My personal reality is that it is quite easy to make even a substantial single point lean improvement, but a bunch of point improvements don’t make for a lean organization.
I appreciate Chris Chapman’s comment clarifying the layoffs that happened to coincide with the implementation of lean. Lean is difficult enough to implement in an organization’s culture. The changes that lean inspires can cause enough fear in staff without stories about lean caused layoffs circulating as well.

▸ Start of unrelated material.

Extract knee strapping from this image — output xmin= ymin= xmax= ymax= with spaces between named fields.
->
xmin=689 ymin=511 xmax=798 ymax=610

Any implementation of lean in healthcare that produces improvement is a victory, I believe. There will never be “big” victories for lean in healthcare without “small” victories first!
Thanks Chris for the focus and balanced responses. The layoffs were necessary to get our fiscal house in order. The result of which has been a complete fiscal recovery within 2 years (we’re now in the black even with no funding increases) and our quality, access and safety metrics have improved.
Getting out of red ink was difficult on our people (just a note that only two people left our employment unwillingly – the remainder took early retirements, accepted buy-outs or were reassigned to other vacant positions) but relatively straightforward- right size our resources to the service levels we were actually providing and improve efficiency. The second goal (maintaining quality, safety etc…) was where LEAN really paid off. By the way, we also added new programs during this time for cardiac care (angioplasty), vascular surgery (as a regional provider to many hospitals), and cancer radiation bunker (under constructions).
LEAN – with the ongoing dedication of our staff, physicians and volunteers – works! And while I can understand what Anonymous is saying, I also wonder about the sustainability of LEAN when the big picture is the first step. Such efforts are very worthwhile but generally entail extended timeframes – making ongoing engagement and commitment of physicians and staff even more challenging.
Our current efforts are two pronged (1) continue with targeted LEAN improvements – extending the scope and penetration and (2) developing the larger formal and sustainable organization-wide LEAN program. AT PRHC LEAN is becoming a culture. It is also a journey.
Thanks for the comments… looking forward to reading the next two articles that are supposed to appear. Good luck with your improvement work.